Puan menegaskan bahwa tragedi tersebut menjadi pelajaran besar bagi DPR RI agar lebih serius dalam membuka ruang dialog dengan masyarakat. Ia menambahkan, lembaga legislatif tidak boleh abai terhadap aspirasi rakyat yang disampaikan melalui berbagai cara, termasuk aksi unjuk rasa.
“DPR RI akan terus berbenah dalam mendengar aspirasi rakyat. Kami berkomitmen untuk memperbaiki diri agar mampu bekerja lebih baik dan benar-benar menjadi wakil rakyat yang dipercaya,” tegas Puan.
Puan juga menyampaikan belasungkawa mendalam kepada keluarga almarhum Affan Kurniawan. Ia menekankan bahwa DPR RI akan mengawal penuh proses penyelidikan insiden yang menimbulkan korban jiwa tersebut, agar tidak ada pihak yang merasa dirugikan dan agar transparansi bisa terjaga.

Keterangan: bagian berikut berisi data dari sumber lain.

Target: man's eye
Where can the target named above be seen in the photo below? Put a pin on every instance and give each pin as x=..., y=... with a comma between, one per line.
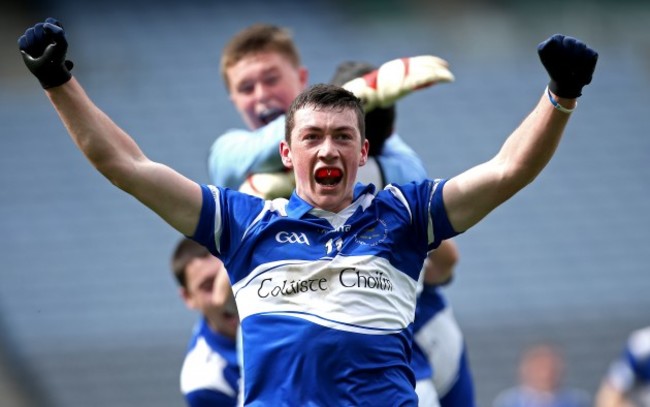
x=245, y=89
x=271, y=80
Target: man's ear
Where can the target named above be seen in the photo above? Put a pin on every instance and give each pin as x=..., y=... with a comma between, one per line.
x=285, y=153
x=364, y=152
x=303, y=74
x=186, y=297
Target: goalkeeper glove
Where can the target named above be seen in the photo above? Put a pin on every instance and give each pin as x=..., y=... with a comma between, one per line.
x=397, y=78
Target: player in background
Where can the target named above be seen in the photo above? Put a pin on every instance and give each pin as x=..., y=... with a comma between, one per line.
x=627, y=382
x=262, y=72
x=210, y=373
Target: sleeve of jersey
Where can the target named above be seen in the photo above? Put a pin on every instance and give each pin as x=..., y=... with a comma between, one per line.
x=438, y=226
x=225, y=215
x=209, y=398
x=399, y=163
x=238, y=153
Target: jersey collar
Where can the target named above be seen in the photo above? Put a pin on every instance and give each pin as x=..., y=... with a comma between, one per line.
x=298, y=207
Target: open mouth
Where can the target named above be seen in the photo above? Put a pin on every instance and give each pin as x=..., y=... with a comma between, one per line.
x=269, y=115
x=328, y=176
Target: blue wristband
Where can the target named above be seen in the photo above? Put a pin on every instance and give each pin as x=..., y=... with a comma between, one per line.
x=556, y=105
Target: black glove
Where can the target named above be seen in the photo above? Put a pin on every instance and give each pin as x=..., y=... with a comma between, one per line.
x=569, y=62
x=44, y=48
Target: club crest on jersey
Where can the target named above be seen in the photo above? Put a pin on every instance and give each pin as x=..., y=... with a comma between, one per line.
x=373, y=235
x=292, y=237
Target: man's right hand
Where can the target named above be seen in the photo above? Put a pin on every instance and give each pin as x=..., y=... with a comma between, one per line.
x=44, y=49
x=397, y=78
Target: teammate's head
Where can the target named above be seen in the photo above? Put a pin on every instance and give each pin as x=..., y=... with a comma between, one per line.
x=542, y=368
x=380, y=121
x=262, y=71
x=325, y=145
x=195, y=270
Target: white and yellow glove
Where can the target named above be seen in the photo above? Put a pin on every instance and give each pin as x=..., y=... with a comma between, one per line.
x=269, y=185
x=397, y=78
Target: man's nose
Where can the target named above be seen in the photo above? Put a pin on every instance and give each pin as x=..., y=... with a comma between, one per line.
x=261, y=92
x=327, y=149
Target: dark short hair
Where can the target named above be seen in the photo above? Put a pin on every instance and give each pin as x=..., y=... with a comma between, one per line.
x=325, y=96
x=186, y=251
x=380, y=121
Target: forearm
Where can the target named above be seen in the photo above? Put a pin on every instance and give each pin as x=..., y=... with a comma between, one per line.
x=608, y=396
x=530, y=147
x=103, y=143
x=473, y=194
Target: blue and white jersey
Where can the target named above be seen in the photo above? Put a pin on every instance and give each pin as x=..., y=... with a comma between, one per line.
x=238, y=153
x=210, y=372
x=327, y=300
x=630, y=374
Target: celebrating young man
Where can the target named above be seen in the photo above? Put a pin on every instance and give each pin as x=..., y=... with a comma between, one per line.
x=325, y=282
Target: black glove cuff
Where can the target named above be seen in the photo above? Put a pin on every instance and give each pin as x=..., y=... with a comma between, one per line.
x=58, y=77
x=568, y=91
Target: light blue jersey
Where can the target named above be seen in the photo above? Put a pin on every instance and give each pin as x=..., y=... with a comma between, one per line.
x=239, y=153
x=210, y=372
x=326, y=300
x=630, y=374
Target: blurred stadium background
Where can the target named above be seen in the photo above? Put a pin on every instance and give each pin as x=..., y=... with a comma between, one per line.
x=89, y=313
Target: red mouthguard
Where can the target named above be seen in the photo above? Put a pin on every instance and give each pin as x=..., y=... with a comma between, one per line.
x=328, y=172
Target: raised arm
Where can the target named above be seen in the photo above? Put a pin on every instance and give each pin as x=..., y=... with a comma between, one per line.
x=173, y=197
x=473, y=194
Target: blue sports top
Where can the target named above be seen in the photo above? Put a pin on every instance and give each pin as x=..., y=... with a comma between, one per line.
x=210, y=372
x=327, y=300
x=630, y=373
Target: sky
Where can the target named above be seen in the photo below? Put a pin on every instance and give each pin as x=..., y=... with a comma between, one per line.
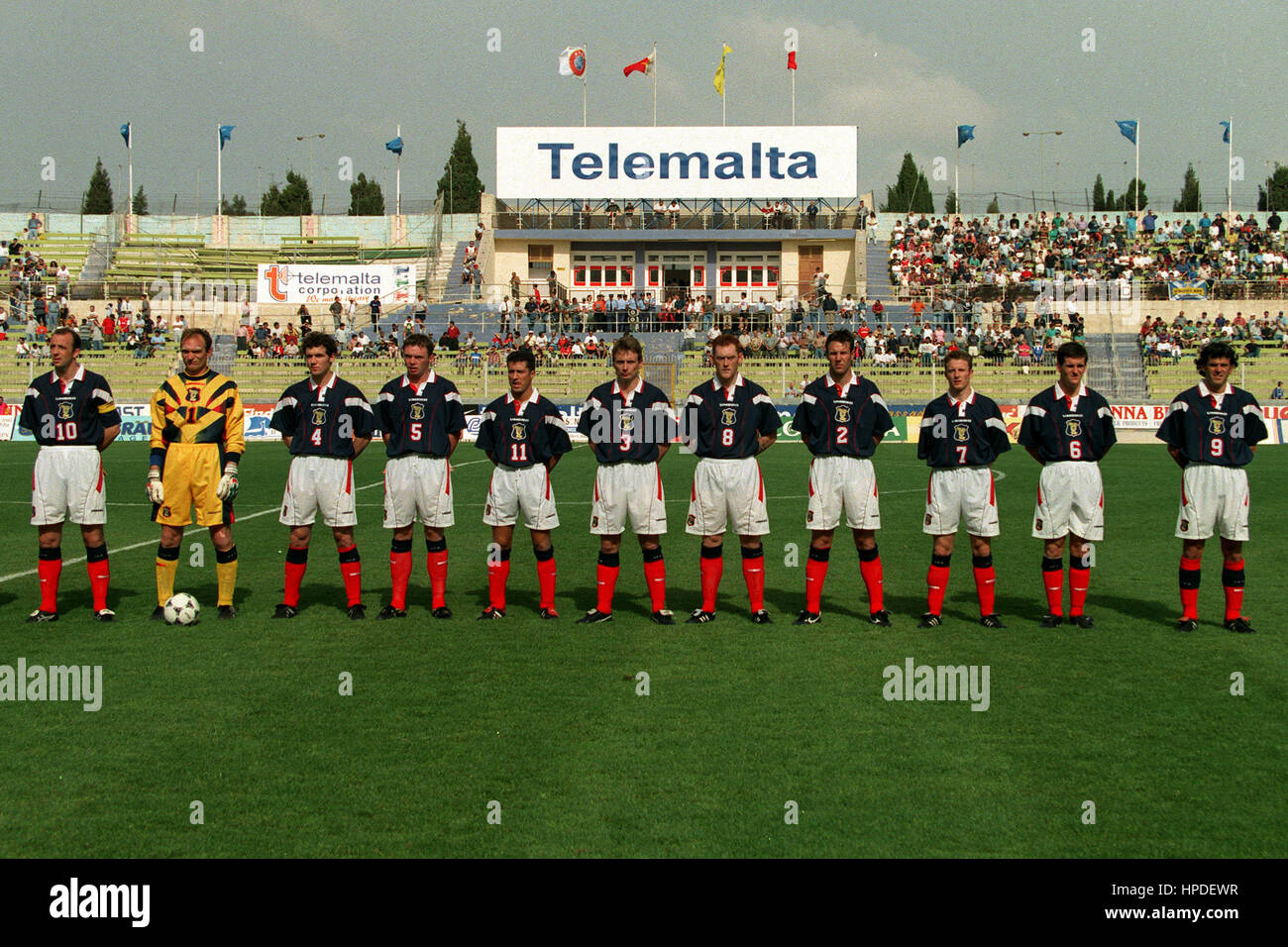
x=905, y=73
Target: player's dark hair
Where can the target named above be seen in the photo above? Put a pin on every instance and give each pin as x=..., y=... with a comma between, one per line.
x=320, y=341
x=725, y=341
x=419, y=341
x=1070, y=350
x=842, y=335
x=64, y=330
x=522, y=356
x=627, y=343
x=1216, y=350
x=192, y=333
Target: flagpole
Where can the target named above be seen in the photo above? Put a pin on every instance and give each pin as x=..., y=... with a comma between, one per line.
x=1229, y=175
x=655, y=84
x=1137, y=167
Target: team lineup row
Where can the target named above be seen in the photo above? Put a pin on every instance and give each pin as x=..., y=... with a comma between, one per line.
x=197, y=441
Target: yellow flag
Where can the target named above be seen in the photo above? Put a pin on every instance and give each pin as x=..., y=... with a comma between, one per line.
x=719, y=78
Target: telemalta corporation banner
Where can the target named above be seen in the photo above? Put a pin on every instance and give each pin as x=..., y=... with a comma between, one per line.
x=307, y=282
x=707, y=161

Tragedi yang menimpa Affan Kurniawan telah memicu gelombang duka dan amarah publik. Berbagai pihak mendesak agar aparat penegak hukum (APH) segera mengusut tuntas peristiwa tersebut dan memberikan keadilan bagi keluarga korban.
Dengan permintaan maaf resmi ini, DPR RI diharapkan tidak sekadar berhenti pada janji, melainkan benar-benar melakukan perubahan nyata dalam menjalankan amanat konstitusi sebagai wakil rakyat.